Abstract

The Bitterroot shear zone developed as a rolling-hinge detachment system where a syntectonic granodiorite in the footwall was progressive exhumed beneath a detachment shear zone, providing a record of deformation and fluid-rock interaction during progressive exhumation and cooling. The shear zone displays a high strain gradient over ∼1km of structural section from the relatively undeformed footwall, where the granodiorite contains a magmatic foliation and lineation, through a mylonite sequence that culminates upward in the fine interlayering of ultramylonite layers and the development of a breccia zone. We measured the stable isotope composition of quartz, muscovite, biotite, chlorite, and epidote across the shear zone and estimated equilibrium temperatures using oxygen isotope thermometry based on mineral pairs.
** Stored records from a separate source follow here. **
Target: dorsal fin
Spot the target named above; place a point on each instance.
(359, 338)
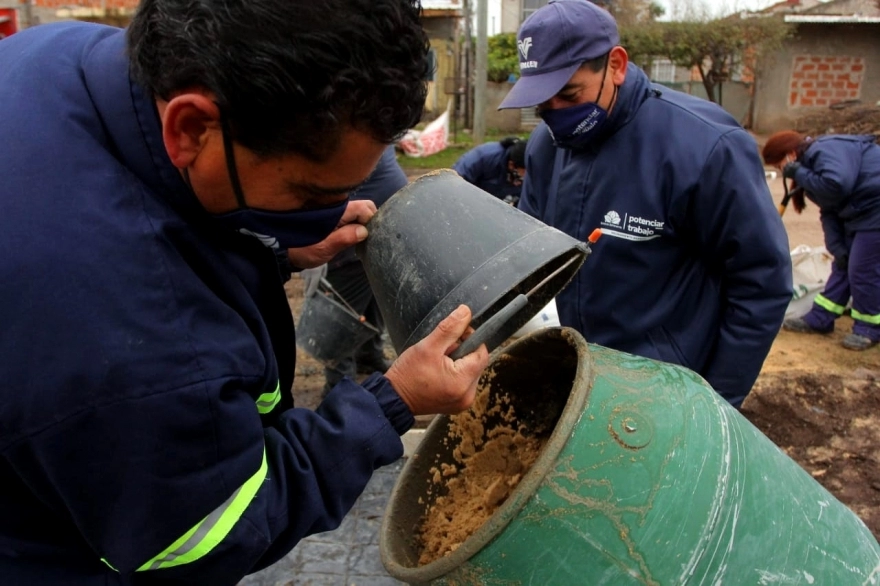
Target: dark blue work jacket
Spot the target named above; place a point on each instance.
(841, 175)
(693, 267)
(147, 434)
(486, 167)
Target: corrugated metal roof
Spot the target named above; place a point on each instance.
(441, 4)
(832, 18)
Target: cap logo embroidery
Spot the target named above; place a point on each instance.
(524, 46)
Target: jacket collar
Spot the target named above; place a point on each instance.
(132, 124)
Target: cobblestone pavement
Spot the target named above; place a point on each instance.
(348, 556)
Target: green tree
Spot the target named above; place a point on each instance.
(503, 57)
(716, 48)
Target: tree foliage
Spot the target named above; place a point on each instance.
(633, 12)
(717, 48)
(503, 58)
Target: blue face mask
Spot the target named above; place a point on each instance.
(289, 229)
(576, 126)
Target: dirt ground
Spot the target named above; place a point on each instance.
(816, 400)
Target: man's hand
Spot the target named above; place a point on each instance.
(428, 380)
(790, 169)
(349, 232)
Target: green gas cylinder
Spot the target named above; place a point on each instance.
(648, 478)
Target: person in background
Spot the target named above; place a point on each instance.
(347, 277)
(159, 185)
(693, 265)
(841, 175)
(496, 167)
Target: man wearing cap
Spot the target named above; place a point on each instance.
(693, 266)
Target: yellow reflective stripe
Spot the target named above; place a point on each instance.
(826, 303)
(210, 531)
(267, 401)
(868, 319)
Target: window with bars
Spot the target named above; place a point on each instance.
(663, 71)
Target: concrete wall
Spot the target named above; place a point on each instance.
(507, 120)
(441, 33)
(823, 65)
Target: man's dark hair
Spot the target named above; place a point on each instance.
(516, 150)
(289, 76)
(598, 64)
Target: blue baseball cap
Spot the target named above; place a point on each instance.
(553, 42)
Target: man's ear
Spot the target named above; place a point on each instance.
(618, 60)
(187, 120)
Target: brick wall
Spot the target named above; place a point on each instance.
(822, 81)
(97, 4)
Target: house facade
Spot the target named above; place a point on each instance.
(833, 58)
(442, 22)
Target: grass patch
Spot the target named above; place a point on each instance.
(445, 158)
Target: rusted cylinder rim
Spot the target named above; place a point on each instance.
(571, 415)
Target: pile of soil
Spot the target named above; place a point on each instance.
(843, 118)
(493, 451)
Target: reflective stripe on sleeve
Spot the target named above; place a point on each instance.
(267, 401)
(210, 531)
(868, 319)
(826, 303)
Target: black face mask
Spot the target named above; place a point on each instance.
(285, 229)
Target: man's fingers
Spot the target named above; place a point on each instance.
(452, 327)
(358, 212)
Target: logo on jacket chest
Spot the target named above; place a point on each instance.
(631, 226)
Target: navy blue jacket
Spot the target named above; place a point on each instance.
(486, 167)
(841, 175)
(147, 434)
(693, 267)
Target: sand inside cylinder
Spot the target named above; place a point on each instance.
(492, 452)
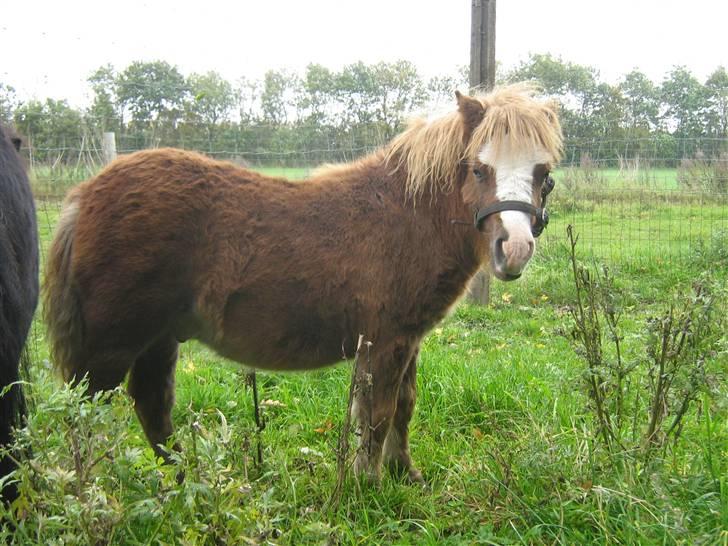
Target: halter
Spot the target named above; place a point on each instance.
(540, 214)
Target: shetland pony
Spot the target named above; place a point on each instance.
(18, 288)
(167, 245)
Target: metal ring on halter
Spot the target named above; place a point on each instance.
(540, 214)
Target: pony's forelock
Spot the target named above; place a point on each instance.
(431, 151)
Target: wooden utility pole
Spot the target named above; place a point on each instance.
(108, 147)
(482, 76)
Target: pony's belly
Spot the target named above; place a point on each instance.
(277, 346)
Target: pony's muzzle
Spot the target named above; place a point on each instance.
(510, 255)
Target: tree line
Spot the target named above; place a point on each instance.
(329, 115)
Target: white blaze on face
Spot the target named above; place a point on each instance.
(514, 182)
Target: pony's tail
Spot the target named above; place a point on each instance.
(12, 409)
(61, 306)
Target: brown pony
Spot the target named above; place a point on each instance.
(167, 245)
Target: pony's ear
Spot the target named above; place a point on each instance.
(471, 110)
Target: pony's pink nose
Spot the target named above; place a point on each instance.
(510, 256)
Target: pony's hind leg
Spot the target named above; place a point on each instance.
(376, 402)
(396, 446)
(151, 385)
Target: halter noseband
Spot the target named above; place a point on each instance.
(540, 214)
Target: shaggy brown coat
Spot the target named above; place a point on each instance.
(167, 245)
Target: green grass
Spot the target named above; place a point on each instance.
(502, 432)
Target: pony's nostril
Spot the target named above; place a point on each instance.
(499, 253)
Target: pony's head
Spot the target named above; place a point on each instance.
(497, 150)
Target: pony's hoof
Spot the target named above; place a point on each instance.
(414, 477)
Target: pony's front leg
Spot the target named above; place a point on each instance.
(396, 447)
(379, 376)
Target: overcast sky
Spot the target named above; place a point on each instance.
(48, 48)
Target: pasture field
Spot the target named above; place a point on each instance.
(503, 430)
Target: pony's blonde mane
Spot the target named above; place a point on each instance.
(431, 151)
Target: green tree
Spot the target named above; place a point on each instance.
(153, 92)
(317, 102)
(279, 87)
(210, 103)
(379, 94)
(641, 102)
(247, 100)
(54, 130)
(685, 100)
(104, 114)
(716, 88)
(8, 102)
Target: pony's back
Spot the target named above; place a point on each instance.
(18, 286)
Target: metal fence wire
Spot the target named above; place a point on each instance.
(627, 200)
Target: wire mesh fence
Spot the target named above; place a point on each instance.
(627, 200)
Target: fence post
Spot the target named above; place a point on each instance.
(108, 147)
(482, 76)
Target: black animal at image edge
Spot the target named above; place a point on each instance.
(18, 288)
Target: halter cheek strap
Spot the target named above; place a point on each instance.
(540, 214)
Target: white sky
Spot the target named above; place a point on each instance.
(49, 47)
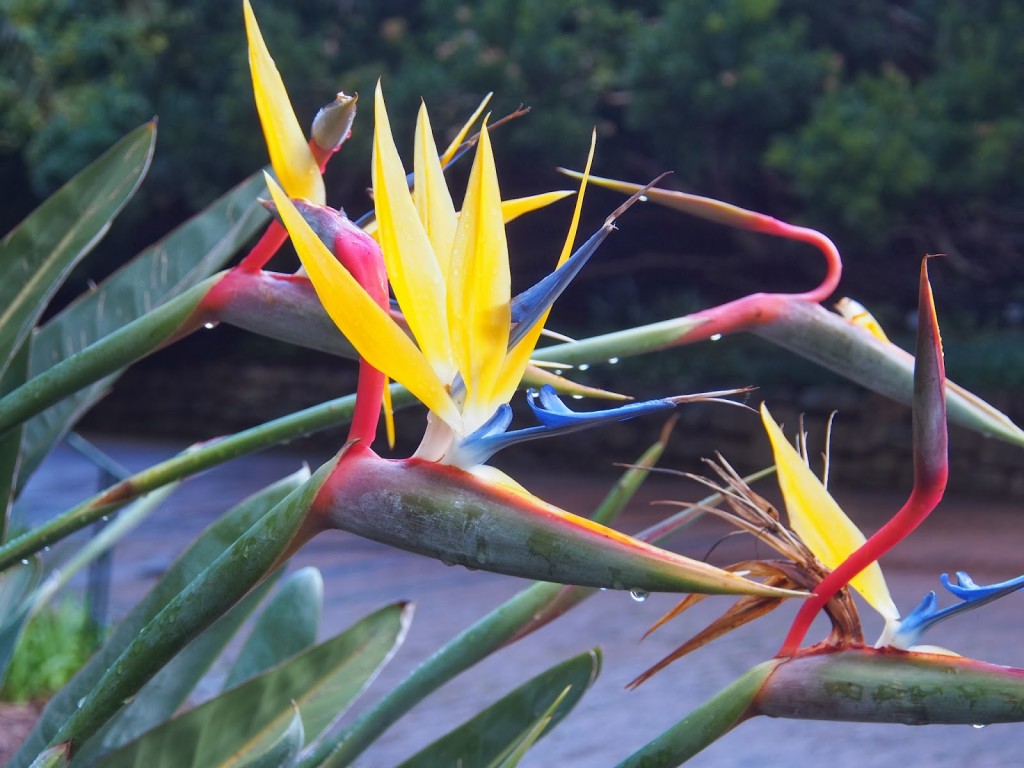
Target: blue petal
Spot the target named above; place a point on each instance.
(531, 303)
(972, 596)
(555, 418)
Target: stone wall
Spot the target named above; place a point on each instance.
(870, 443)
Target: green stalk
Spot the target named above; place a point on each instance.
(195, 460)
(526, 611)
(124, 346)
(705, 725)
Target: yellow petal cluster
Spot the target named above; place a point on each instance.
(450, 273)
(291, 157)
(819, 521)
We also measured the hydrogen isotope ratios of hydrous minerals and of quartz fluid inclusions. The main results are: (1) The relatively undeformed footwall granodiorite interacted with magmatic fluids at 500–600°C; (2) the mylonitic fabric defined by muscovite, biotite, and chlorite developed between 500 and 300°C and interacted with a fluid system that was connected to the Earth’s surface (meteoric fluids), as indicated by the low δD values of hydrous mineral phases, including muscovite; (3) the fluxes of surface fluids were not sufficient to shift the δ18O values of muscovite significantly, but were sufficient to control the δ18O composition of biotite and chlorite during deformation-induced recrystallization and chloritization, and (4) the isotopic composition of fluid inclusions in quartz as well as the δD values of late quartz veins track the mixing of fluid sources between the magmatic and meteoric reservoirs. The distribution of stable isotope compositions in the various tectonites of the granodioritic Bitterroot shear zone, from ductile to brittle, provides a rich spatial and temporal record of the interaction between deformation and fluid flow in a crustal-scale detachment.